Government lawyers argued that the British Nationality Act 1981 was the relevant legislation – not law flowing from the Good Friday Agreement.
They highlighted that the provisions on citizenship outlined in the agreement, which was struck between Stormont parties and the UK and Irish governments, had not been incorporated into the corresponding piece of domestic legislation linked to the peace treaty, the 1998 Northern Ireland Act.
The Government said the British Nationality Act (BNA) ruled that anyone born in Northern Ireland was automatically British, until such time as they renounce that citizenship.
Finding in the Government’s favour, Mr Justice Lane, president of the Upper Tribunal Immigration and Asylum Chamber, said to make citizenship dependent on “consent” raised a “host of difficulties”.
“It cannot rationally be contended that an infant, for example, would be expected to give consent,” he said in the ruling.
Justice Lane said, as such, the omission of self-identification and nationality from the Northern Ireland Act was “entirely deliberate”.
He said if the UK was unable to confer nationality on a citizen born in Northern Ireland then, it followed, that neither could Ireland.
“The result is that a person born in Northern Ireland is born stateless,” said the judge.
“That would be a breach of both countries’ international obligations to prevent statelessness. It is not conceivable that the two governments intended such a result.”
He added: “In our view, the present system enshrined in the BNA represents a proportionate way of achieving the legitimate public end, not only of avoiding statelessness but also of maintaining a clear and coherent system of nationality law.”
On Monday, Ms DeSouza said her case will have implications for EU citizens post-Brexit.
“In many ways you have to wonder if perhaps this hard-line approach from the British Government is so they can find a way to remove and restrict access to EU rights and entitlements in Northern Ireland, because no doubt it is complicated for them to deal with the fact that there are 1.8 million people in Northern Ireland with the birth right to Irish citizenship and, through that, EU rights and entitlements,” she said.
“And I believe a ‘do or die’ Brexit government is not interested in protecting the EU rights of people in Northern Ireland.”
Ms DeSouza has attracted cross-community support for her challenge.
At a press event in Belfast on Monday she was joined by Sinn Fein senator Niall O Donnghaile, Alliance deputy leader Stephen Farry, SDLP MLA Claire Hanna and former Ulster Unionist Party leader Mike Nesbitt. Mr Nesbitt said he was attending in a personal capacity.
In response to the ruling a Home Office spokesman said: “The Home Office is absolutely committed to upholding the Belfast (Good Friday) Agreement.
“We respect the right of the people of Northern Ireland to choose to identify as British or Irish or both and their right to hold both British and Irish citizenship.
“We are pleased that the Upper Tribunal agrees that UK nationality law is consistent with the Belfast Agreement.”

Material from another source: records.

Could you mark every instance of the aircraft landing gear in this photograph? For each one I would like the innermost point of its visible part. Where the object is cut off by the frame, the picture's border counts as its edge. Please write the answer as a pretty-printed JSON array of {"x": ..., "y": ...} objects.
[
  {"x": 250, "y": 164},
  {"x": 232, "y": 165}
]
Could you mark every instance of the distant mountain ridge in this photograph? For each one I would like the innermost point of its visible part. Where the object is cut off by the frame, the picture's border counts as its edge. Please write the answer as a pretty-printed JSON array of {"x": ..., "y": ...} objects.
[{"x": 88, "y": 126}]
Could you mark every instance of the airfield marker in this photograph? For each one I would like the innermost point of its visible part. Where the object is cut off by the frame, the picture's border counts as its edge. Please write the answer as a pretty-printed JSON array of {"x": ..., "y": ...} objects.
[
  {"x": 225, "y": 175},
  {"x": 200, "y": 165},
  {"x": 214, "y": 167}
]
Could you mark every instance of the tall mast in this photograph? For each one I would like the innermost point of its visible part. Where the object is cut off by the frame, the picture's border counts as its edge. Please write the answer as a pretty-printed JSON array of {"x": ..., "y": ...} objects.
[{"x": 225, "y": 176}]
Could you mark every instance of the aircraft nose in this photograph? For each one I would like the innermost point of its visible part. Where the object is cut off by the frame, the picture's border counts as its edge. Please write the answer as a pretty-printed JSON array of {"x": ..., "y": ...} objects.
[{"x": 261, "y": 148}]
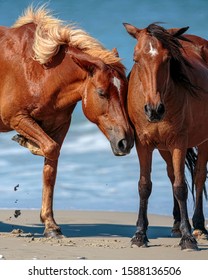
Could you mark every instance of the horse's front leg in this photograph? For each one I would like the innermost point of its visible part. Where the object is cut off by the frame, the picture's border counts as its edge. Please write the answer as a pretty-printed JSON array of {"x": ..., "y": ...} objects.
[
  {"x": 49, "y": 178},
  {"x": 166, "y": 155},
  {"x": 144, "y": 188},
  {"x": 181, "y": 193},
  {"x": 46, "y": 215},
  {"x": 200, "y": 173}
]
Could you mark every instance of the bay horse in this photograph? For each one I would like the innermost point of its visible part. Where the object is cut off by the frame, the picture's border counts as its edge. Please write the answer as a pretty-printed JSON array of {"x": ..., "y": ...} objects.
[
  {"x": 46, "y": 68},
  {"x": 168, "y": 107}
]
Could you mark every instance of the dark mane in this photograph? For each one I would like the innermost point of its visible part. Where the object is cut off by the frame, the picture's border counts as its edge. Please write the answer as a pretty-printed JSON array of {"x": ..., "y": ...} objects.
[{"x": 179, "y": 64}]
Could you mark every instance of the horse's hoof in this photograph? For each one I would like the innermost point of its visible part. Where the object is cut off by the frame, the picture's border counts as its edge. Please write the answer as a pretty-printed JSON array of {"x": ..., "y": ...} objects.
[
  {"x": 55, "y": 233},
  {"x": 188, "y": 243},
  {"x": 200, "y": 234},
  {"x": 140, "y": 240},
  {"x": 176, "y": 233}
]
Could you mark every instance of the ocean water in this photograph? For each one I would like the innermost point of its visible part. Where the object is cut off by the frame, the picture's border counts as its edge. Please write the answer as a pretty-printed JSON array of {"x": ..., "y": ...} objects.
[{"x": 90, "y": 177}]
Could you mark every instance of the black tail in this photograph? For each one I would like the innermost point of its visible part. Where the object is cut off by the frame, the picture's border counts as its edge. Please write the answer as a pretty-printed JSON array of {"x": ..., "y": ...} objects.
[{"x": 191, "y": 158}]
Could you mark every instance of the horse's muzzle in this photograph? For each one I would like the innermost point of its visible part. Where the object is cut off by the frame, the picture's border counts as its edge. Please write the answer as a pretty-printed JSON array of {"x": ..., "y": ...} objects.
[{"x": 154, "y": 113}]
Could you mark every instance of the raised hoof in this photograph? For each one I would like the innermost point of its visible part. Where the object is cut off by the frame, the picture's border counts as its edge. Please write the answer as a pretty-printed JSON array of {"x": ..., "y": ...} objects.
[
  {"x": 188, "y": 243},
  {"x": 140, "y": 240},
  {"x": 55, "y": 233},
  {"x": 200, "y": 234}
]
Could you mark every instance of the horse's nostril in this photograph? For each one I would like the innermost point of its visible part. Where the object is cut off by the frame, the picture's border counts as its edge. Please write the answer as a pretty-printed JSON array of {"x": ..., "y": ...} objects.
[{"x": 122, "y": 145}]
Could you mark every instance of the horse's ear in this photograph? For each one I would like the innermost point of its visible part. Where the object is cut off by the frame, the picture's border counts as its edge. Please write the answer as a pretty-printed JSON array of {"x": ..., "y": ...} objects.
[
  {"x": 132, "y": 30},
  {"x": 176, "y": 32},
  {"x": 115, "y": 52}
]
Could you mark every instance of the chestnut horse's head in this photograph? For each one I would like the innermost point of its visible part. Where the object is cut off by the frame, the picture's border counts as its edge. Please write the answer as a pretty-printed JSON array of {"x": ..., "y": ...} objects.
[
  {"x": 157, "y": 55},
  {"x": 104, "y": 100}
]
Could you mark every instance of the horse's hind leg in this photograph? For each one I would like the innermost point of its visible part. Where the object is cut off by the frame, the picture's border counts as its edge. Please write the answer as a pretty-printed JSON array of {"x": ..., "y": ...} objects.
[
  {"x": 200, "y": 178},
  {"x": 31, "y": 146},
  {"x": 175, "y": 232}
]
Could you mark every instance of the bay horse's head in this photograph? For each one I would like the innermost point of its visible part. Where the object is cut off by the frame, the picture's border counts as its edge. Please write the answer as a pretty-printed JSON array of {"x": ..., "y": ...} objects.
[
  {"x": 104, "y": 100},
  {"x": 157, "y": 57}
]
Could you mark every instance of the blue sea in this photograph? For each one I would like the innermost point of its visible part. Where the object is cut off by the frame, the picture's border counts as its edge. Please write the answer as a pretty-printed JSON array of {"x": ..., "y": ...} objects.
[{"x": 90, "y": 177}]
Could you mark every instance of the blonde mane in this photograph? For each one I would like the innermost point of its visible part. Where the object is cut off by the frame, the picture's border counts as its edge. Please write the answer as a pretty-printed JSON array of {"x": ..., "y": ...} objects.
[{"x": 51, "y": 33}]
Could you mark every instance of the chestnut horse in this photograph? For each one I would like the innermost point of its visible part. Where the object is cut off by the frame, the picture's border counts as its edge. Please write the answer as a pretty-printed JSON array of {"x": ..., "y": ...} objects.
[
  {"x": 168, "y": 107},
  {"x": 46, "y": 68}
]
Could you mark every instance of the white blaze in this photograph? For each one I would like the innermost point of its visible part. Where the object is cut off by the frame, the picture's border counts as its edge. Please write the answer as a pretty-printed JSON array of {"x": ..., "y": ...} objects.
[{"x": 152, "y": 50}]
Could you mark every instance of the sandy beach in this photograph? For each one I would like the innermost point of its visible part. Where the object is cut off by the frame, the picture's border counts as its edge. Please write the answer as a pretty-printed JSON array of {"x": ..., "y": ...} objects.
[{"x": 90, "y": 235}]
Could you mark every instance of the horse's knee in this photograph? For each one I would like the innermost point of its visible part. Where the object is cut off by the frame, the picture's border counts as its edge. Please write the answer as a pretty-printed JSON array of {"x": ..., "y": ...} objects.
[
  {"x": 52, "y": 151},
  {"x": 145, "y": 189},
  {"x": 180, "y": 192}
]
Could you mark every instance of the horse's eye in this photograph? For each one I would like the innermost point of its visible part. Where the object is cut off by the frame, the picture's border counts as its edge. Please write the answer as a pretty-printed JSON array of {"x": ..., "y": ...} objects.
[{"x": 101, "y": 92}]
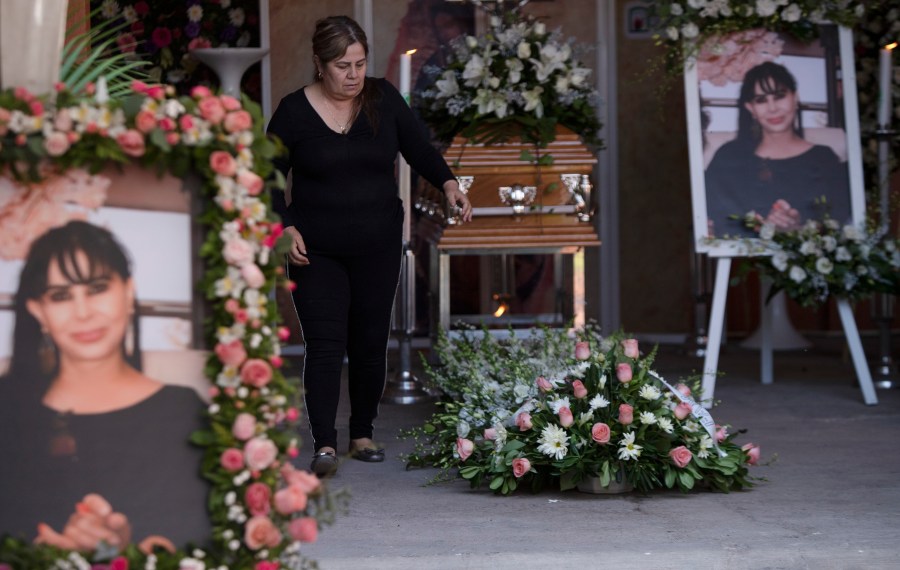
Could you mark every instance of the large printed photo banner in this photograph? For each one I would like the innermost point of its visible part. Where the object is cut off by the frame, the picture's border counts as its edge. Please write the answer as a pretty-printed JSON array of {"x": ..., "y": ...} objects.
[
  {"x": 773, "y": 132},
  {"x": 97, "y": 274}
]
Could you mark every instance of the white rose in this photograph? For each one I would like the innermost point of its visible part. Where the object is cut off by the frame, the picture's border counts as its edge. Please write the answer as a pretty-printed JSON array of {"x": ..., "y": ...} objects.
[
  {"x": 524, "y": 50},
  {"x": 791, "y": 14},
  {"x": 690, "y": 30},
  {"x": 824, "y": 265}
]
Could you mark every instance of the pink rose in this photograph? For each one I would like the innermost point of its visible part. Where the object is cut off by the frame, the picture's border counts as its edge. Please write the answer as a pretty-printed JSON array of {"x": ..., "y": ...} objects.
[
  {"x": 683, "y": 410},
  {"x": 521, "y": 466},
  {"x": 244, "y": 426},
  {"x": 145, "y": 121},
  {"x": 721, "y": 433},
  {"x": 132, "y": 142},
  {"x": 565, "y": 416},
  {"x": 304, "y": 529},
  {"x": 304, "y": 480},
  {"x": 256, "y": 372},
  {"x": 232, "y": 353},
  {"x": 626, "y": 414},
  {"x": 211, "y": 109},
  {"x": 629, "y": 345},
  {"x": 230, "y": 103},
  {"x": 258, "y": 497},
  {"x": 579, "y": 389},
  {"x": 259, "y": 453},
  {"x": 681, "y": 456},
  {"x": 290, "y": 500},
  {"x": 582, "y": 350},
  {"x": 752, "y": 451},
  {"x": 600, "y": 432},
  {"x": 238, "y": 252},
  {"x": 259, "y": 532},
  {"x": 523, "y": 421},
  {"x": 237, "y": 121},
  {"x": 56, "y": 143},
  {"x": 464, "y": 447},
  {"x": 222, "y": 163},
  {"x": 232, "y": 460},
  {"x": 251, "y": 181},
  {"x": 253, "y": 275},
  {"x": 544, "y": 385}
]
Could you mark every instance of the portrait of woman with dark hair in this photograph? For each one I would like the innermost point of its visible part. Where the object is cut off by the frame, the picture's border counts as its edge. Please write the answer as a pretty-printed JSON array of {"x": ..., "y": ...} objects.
[
  {"x": 770, "y": 167},
  {"x": 101, "y": 451}
]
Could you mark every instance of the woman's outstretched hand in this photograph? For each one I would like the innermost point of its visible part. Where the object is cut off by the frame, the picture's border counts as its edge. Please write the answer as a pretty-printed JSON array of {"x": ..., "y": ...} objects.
[{"x": 456, "y": 198}]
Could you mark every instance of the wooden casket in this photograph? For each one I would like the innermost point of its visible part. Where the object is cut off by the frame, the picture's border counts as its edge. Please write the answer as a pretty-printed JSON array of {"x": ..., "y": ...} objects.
[
  {"x": 516, "y": 203},
  {"x": 519, "y": 207}
]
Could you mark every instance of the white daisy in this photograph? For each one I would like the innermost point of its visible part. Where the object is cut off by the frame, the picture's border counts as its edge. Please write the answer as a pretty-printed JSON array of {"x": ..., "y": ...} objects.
[
  {"x": 647, "y": 418},
  {"x": 665, "y": 424},
  {"x": 649, "y": 392},
  {"x": 627, "y": 448},
  {"x": 554, "y": 442},
  {"x": 598, "y": 402}
]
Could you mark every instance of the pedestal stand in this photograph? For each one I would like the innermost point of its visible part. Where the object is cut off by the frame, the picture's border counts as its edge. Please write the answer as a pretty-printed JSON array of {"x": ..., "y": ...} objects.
[{"x": 230, "y": 65}]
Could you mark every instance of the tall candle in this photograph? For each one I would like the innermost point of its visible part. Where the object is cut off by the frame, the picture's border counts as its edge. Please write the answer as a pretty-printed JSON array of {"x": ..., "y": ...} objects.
[
  {"x": 406, "y": 74},
  {"x": 885, "y": 77}
]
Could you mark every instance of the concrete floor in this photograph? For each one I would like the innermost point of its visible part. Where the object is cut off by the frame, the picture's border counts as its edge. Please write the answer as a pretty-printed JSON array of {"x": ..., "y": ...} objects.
[{"x": 830, "y": 499}]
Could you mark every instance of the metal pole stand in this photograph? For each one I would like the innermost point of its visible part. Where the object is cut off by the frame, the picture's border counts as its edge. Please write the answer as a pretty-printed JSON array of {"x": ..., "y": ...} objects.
[
  {"x": 884, "y": 371},
  {"x": 404, "y": 387}
]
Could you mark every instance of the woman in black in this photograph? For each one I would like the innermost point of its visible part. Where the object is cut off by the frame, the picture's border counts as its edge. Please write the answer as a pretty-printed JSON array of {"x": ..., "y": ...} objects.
[
  {"x": 770, "y": 168},
  {"x": 93, "y": 449},
  {"x": 343, "y": 133}
]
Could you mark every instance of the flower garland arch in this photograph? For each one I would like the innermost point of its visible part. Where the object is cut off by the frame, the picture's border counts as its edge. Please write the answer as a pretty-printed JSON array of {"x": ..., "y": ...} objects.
[{"x": 249, "y": 441}]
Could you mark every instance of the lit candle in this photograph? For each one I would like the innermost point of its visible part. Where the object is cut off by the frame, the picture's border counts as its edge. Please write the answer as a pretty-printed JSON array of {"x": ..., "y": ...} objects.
[
  {"x": 884, "y": 84},
  {"x": 406, "y": 74}
]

A spokesman for the Irish Government’s Department of Foreign Affairs noted that deputy premier Simon Coveney had raised concerns about the “citizenship and identity provisions” of the Good Friday Agreement with Northern Ireland Secretary Julian Smith.
The spokesman highlighted comments from former prime minister Theresa May last February to review the issues.
“The (Irish) Government is continuing to actively seek the outcome of that review with the new British Government and the Tanaiste (Mr Coveney) will be raising this again with the Secretary of State for Northern Ireland when they next meet,” he added.